On Thursday, at the 13th annual meeting in Halliburton, the S&P 500 became the 13th company to earn less than 50 percent of its salary, according to data provider ISS Corporate Solutions.
The amount of bankruptcy in 2021 marks the highest number since the 2010 Dodd-Frank financial reform law mandated executive salary votes. Twelve S&P 500 companies failed to make such a “say in return” in 2020.
When more than a third of S&P 500 companies are scheduled to hold shareholder meetings in the weeks leading up to that, they are expected to increase the number of bonus votes they have failed.
“It’s very possible to get 20 votes that we failed this year,” said Brian Johnson, executive director of ISS Corporate Solutions.
Although the votes are not binding, the dissatisfaction of the shareholders with their salary cannot be easily ruled out. Morgan Stanley said in a May 21 report that companies that fail to get paid votes are inadequate. “Between 2015 and 2019, the failed pay votes were the red flag material to get stock price underperformance,” the bank said.
This year’s rebellion against bonuses largely lies in the commission’s decisions in 2020 to rewrite long-term incentive plans to make it easier to meet performance targets, Johnson said.
Last year when companies closed operations and laid off employees, hundreds of company boards reinstated bonus plans to exclude the worst months of the pandemic’s economic success from exceeding bonus criteria or adding new bonus metrics to reduce the company’s share price blow.
Betsy Atkins, a former chief executive who serves on several committees, said Betsy Atkins, a member of the Wynn Resorts and SL Green committees, said the remuneration committee’s board members had to look into “it’s a two-time story” by 2020.
“It was in January and February when the annual plan was approved and things seemed normal or solid, and then there was the pandemic,” he said. The committees he included encouraged CEOs to set aside part or all of their salaries when it was very certain that the company’s vision of “stretching the money track” was very certain.
But other salary plans were devised to achieve the usual abuse. Morgan Stanley reported that Intel, when it failed to pay the vote earlier this month, offered the new CEO Pat Gelsinger a $ 110 million payment package.
Payroll support for Starbucks executives rose to 47.5% from 84.5 percent the previous year. CEO Kevin Johnson received two special bonuses in recent years, and was criticized for grossing up to $ 50 million, Morgan Stanley said.
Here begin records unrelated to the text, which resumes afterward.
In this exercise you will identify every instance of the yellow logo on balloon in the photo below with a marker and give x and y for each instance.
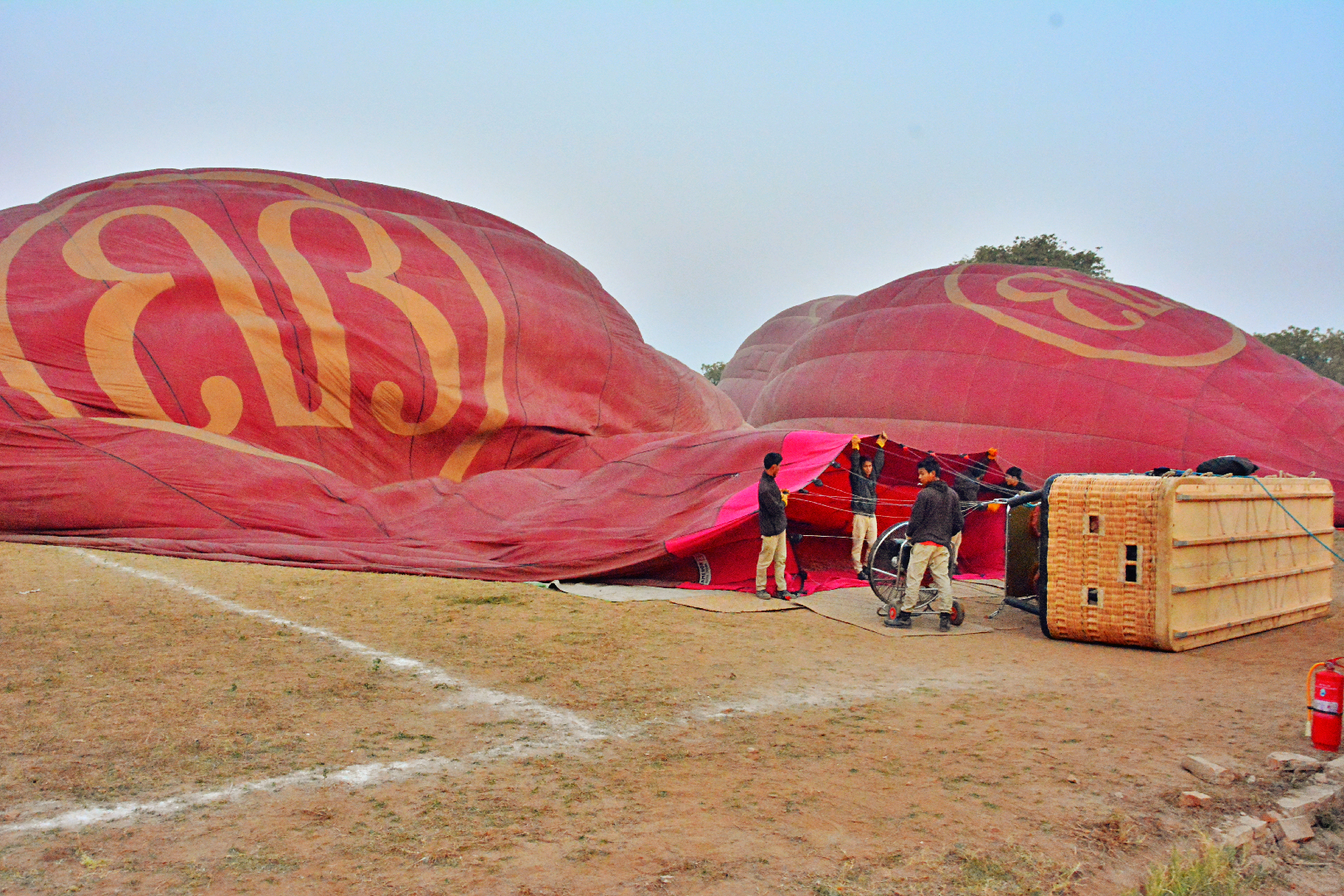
(1133, 308)
(110, 329)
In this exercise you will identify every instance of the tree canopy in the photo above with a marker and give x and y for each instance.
(1320, 351)
(1043, 251)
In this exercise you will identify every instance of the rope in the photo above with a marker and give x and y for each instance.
(1294, 519)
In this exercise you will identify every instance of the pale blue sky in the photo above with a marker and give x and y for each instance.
(715, 163)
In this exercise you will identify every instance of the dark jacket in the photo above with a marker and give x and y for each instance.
(771, 500)
(936, 514)
(864, 486)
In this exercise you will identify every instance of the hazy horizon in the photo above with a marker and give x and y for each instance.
(723, 162)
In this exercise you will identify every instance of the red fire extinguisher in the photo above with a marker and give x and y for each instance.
(1324, 694)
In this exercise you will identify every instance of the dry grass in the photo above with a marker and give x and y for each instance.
(1113, 835)
(840, 747)
(1207, 871)
(962, 871)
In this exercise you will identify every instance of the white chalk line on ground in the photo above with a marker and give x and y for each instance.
(574, 730)
(466, 694)
(374, 772)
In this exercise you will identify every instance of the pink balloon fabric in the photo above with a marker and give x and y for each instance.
(1060, 373)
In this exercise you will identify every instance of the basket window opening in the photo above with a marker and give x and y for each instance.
(1131, 564)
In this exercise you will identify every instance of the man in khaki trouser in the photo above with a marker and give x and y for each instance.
(863, 484)
(933, 520)
(774, 546)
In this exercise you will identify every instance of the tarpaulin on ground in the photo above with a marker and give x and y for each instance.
(1062, 373)
(270, 367)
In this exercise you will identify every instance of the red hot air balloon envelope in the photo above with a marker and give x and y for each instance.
(1064, 373)
(272, 367)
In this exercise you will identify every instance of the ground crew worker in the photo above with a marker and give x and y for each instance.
(967, 485)
(933, 520)
(863, 483)
(774, 544)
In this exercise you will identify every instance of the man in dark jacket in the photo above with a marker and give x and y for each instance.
(934, 520)
(863, 483)
(774, 544)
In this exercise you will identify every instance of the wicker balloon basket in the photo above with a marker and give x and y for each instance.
(1175, 563)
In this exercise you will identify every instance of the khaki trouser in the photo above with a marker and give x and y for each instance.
(864, 529)
(774, 548)
(934, 558)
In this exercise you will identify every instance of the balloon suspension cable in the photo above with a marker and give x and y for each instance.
(1296, 520)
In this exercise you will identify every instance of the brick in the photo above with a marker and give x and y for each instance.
(1294, 762)
(1238, 835)
(1294, 829)
(1259, 828)
(1210, 772)
(1308, 801)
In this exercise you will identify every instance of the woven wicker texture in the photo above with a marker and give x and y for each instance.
(1124, 512)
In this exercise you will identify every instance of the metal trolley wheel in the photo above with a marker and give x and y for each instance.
(888, 559)
(888, 562)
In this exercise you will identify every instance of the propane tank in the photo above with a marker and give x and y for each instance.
(1327, 694)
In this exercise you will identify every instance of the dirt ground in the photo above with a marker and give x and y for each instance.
(414, 735)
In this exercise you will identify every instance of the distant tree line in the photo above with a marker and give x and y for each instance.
(1322, 351)
(1046, 250)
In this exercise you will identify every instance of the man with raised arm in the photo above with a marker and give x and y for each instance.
(863, 483)
(933, 520)
(774, 544)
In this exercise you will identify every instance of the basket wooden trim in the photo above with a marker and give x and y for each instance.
(1250, 620)
(1238, 539)
(1192, 528)
(1259, 577)
(1210, 496)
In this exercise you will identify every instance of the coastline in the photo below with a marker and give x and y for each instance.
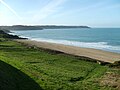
(100, 55)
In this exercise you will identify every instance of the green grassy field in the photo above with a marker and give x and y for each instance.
(34, 69)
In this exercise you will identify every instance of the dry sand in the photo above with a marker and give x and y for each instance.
(100, 55)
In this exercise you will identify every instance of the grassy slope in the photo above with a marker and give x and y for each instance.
(52, 71)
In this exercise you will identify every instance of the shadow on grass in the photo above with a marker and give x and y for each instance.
(13, 79)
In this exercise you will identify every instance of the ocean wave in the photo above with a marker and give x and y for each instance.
(96, 45)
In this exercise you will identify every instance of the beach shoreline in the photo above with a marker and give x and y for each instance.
(100, 55)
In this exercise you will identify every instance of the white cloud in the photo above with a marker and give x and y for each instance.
(13, 11)
(47, 10)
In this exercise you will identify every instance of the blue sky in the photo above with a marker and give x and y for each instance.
(94, 13)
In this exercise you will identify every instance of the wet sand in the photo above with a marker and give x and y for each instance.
(100, 55)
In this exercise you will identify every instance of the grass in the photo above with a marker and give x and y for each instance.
(51, 71)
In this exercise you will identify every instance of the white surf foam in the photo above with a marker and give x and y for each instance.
(96, 45)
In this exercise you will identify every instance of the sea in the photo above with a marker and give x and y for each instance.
(107, 39)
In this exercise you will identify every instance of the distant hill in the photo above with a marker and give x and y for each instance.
(24, 27)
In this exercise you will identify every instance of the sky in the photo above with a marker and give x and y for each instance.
(93, 13)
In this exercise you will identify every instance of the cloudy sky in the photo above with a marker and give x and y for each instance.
(94, 13)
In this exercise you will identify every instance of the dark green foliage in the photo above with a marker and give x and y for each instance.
(13, 79)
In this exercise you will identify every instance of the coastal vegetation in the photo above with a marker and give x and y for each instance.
(24, 67)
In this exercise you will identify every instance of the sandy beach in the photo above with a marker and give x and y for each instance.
(100, 55)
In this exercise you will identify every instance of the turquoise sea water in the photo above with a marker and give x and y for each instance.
(99, 38)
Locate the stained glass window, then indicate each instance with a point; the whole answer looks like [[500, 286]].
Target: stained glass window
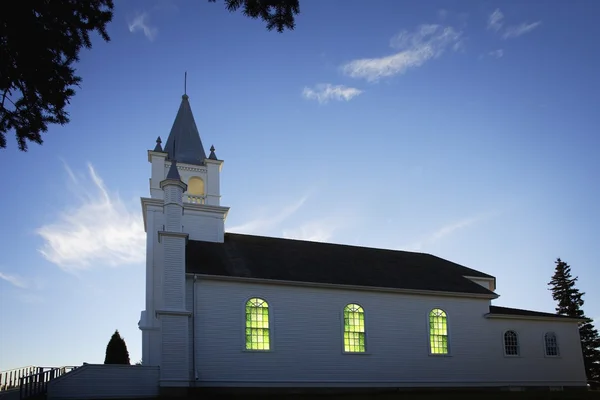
[[257, 325], [354, 329], [438, 332], [511, 343], [551, 344]]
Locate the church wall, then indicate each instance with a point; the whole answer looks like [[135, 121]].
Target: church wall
[[201, 226], [307, 348]]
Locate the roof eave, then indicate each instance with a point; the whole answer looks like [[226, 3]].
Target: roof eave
[[490, 296], [556, 318]]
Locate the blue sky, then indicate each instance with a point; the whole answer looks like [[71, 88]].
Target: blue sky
[[466, 129]]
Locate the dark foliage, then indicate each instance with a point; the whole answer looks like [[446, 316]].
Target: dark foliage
[[278, 14], [39, 43], [570, 302], [116, 350]]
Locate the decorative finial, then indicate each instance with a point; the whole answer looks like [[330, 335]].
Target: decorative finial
[[158, 147], [173, 173], [212, 155]]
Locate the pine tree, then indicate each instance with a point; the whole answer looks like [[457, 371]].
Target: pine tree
[[570, 303], [116, 350]]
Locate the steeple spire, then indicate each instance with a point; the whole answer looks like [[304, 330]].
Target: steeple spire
[[184, 144]]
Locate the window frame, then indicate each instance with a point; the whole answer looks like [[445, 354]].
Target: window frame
[[555, 344], [428, 333], [343, 330], [517, 341], [189, 183], [245, 326]]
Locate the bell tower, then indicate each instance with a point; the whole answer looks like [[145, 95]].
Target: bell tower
[[184, 204]]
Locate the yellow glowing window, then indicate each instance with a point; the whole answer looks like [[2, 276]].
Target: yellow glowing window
[[257, 325], [438, 332], [196, 186], [354, 329]]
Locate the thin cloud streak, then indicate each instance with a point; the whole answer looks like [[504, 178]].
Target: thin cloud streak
[[496, 53], [314, 231], [518, 30], [140, 22], [446, 231], [496, 23], [416, 48], [14, 280], [100, 230], [325, 92], [263, 224], [495, 20]]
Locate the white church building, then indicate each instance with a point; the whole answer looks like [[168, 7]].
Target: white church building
[[227, 310]]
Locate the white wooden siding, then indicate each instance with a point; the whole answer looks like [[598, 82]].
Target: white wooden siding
[[106, 382], [203, 226], [307, 348]]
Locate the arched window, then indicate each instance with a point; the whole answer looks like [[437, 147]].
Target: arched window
[[257, 325], [438, 332], [511, 343], [354, 329], [196, 186], [551, 344]]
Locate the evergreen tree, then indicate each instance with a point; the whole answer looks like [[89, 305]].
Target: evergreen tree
[[116, 350], [570, 303]]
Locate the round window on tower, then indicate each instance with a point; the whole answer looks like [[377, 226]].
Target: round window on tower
[[196, 186]]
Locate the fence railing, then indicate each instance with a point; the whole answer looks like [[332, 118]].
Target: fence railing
[[10, 379], [37, 383]]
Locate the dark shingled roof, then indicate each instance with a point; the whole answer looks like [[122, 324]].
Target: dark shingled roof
[[302, 261], [525, 313], [183, 143]]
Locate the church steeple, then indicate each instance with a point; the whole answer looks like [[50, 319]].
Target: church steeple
[[184, 144]]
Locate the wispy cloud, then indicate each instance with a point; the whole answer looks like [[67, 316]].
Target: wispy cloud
[[14, 280], [496, 23], [265, 223], [325, 91], [315, 231], [518, 30], [141, 23], [445, 231], [100, 230], [495, 20], [427, 42], [496, 53]]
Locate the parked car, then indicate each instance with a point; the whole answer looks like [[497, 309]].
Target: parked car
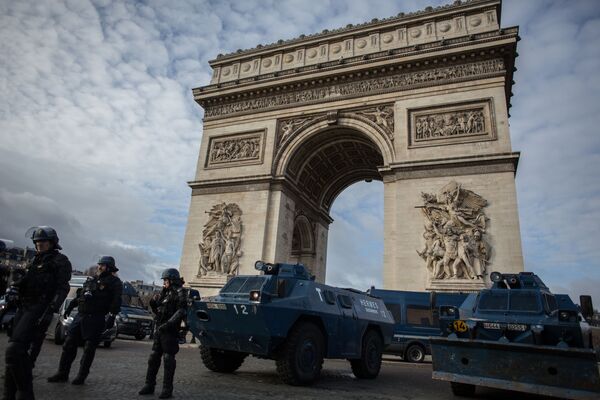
[[134, 321], [59, 325], [416, 320]]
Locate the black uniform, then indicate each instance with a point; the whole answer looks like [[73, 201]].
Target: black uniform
[[169, 309], [99, 296], [42, 290]]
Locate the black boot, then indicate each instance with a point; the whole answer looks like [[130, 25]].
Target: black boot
[[60, 376], [89, 352], [66, 359], [153, 366], [169, 372], [147, 389]]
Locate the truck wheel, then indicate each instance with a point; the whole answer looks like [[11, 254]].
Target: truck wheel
[[369, 364], [58, 335], [462, 389], [414, 353], [221, 360], [301, 359]]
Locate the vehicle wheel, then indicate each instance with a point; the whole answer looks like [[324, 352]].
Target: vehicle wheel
[[462, 389], [221, 360], [414, 353], [369, 363], [59, 337], [301, 358]]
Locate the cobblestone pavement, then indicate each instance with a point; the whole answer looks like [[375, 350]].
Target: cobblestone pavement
[[118, 373]]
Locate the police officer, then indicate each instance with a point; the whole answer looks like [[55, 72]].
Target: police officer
[[99, 296], [38, 293], [169, 308]]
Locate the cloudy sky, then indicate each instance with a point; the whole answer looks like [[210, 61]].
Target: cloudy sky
[[99, 132]]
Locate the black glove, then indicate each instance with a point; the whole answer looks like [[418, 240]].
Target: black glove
[[12, 295], [110, 321], [46, 318]]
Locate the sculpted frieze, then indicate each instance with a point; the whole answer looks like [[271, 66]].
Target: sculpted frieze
[[220, 248], [358, 88], [450, 124], [235, 149], [455, 234]]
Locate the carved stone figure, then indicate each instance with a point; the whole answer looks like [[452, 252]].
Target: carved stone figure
[[454, 243], [220, 248], [235, 149], [382, 116]]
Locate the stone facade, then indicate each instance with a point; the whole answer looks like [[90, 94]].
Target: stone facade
[[422, 105]]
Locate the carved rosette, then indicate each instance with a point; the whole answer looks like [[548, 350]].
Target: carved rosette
[[220, 248], [455, 234]]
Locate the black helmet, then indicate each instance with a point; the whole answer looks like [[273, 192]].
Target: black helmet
[[109, 262], [41, 233], [171, 274]]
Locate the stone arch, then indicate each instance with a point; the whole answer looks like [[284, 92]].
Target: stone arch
[[303, 242], [351, 121]]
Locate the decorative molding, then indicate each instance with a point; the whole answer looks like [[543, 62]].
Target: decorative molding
[[380, 115], [220, 248], [235, 150], [360, 87], [455, 123], [455, 244], [442, 23]]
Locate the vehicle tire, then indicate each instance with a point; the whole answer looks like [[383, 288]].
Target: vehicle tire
[[369, 363], [414, 353], [301, 358], [59, 337], [462, 389], [221, 360]]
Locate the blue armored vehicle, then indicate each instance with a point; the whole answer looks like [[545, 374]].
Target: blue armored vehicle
[[517, 335], [285, 315]]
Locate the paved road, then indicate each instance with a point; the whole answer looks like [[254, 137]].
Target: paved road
[[118, 373]]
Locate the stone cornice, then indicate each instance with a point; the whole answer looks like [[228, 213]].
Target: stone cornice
[[429, 13], [471, 165], [406, 54], [361, 83]]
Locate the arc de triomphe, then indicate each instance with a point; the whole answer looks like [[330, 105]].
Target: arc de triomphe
[[419, 101]]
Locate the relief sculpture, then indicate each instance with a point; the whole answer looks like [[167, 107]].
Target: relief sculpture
[[220, 249], [382, 116], [455, 247], [235, 149], [467, 122]]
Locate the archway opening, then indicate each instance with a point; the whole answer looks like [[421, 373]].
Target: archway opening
[[323, 167]]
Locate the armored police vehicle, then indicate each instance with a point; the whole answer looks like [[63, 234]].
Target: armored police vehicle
[[416, 316], [517, 336], [285, 315]]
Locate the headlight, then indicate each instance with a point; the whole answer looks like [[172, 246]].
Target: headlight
[[255, 295]]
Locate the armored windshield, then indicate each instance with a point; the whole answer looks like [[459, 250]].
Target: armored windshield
[[243, 284]]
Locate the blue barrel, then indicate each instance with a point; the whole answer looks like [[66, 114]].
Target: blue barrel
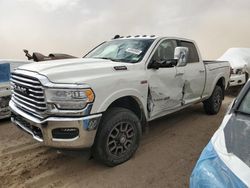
[[4, 72]]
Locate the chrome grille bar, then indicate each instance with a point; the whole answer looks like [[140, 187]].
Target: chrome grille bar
[[28, 94]]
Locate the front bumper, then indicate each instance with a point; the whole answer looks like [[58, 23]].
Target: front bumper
[[59, 132], [237, 79], [4, 107]]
Paid voting failures show a changing attitude of the world’s largest asset managers. BlackRock, Vanguard and State Street have said they have voted against some companies that did not vote this year. For example, State Street voted against Starbucks this year after helping in 2020.
“Especially this year we’ve seen a tremendous change in the fact that big asset managers have had a bigger claim and have made it clear that behind-the-scenes commitment isn’t the only tool in the toolbox,” said King Fields, a law firm partner. & Spalding. “A sleeping giant has woken up.”